Once I hit the road again, it was around 2.6 miles and I was relieved to have survived the trail portion. The trail slowed my pace my almost a mile at some points so I was eager to pick it up.
When I came into the home stretch, I saw J and the girls waiting and cheering for me. I started waving and yelling like the crazy Momma I am. It was so good to see them.
When I made the final turn towards the finish line, E was going nuts. She was so excited. I remembered how sad she was that she didn’t get to go under the arch and cross the finish line with the other kids, so I waved her out to meet me and we finished the race together.
Having E finish with me slowed my time by maybe 15 seconds but I didn’t care. She had so much fun and having my girl experience that was more rewarding than a better time.
:::Cue sappy music and notify the Hallmark Channel. Made for tv moment right here.:::
E got the sweetest medal for the kids run and she is obsessed. She calls it “her gold” and will not take it off her neck.
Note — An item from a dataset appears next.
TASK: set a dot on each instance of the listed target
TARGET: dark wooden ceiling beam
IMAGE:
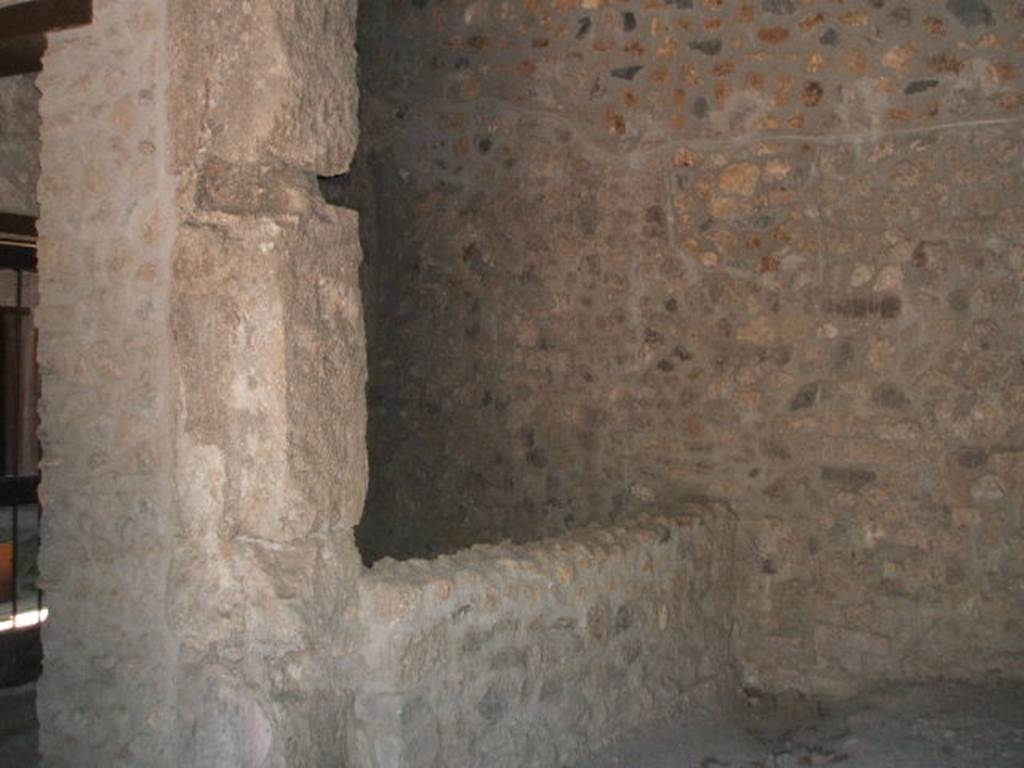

My official time was 29:30 which was 32nd overall, 12th female and 6th in my age group. Not amazing but I was pleased with my time considering I was so not prepared for a trail run and I was running while sick.
My pace was all over the place. My splits were 9:05, 10:00, 9:31 and 8:39. I’m just a portrait of consistency. I blame the trail.
Regardless of it all, I’m really glad that I had the chance to run this race. It was the perfect size of a race and the course was beautiful. Covenant Care Services does amazing work and I’m glad I was able to support them. All of the volunteers were incredibly helpful and the post-race snacks, coffee and information was excellent.
Next up is the Color Run on December 8 and the Reindeer Run on December 15. That’s probably it until January unless Santa and his elves plan on sponsoring some additional races.
How was your weekend? Any must-run races in the southeast?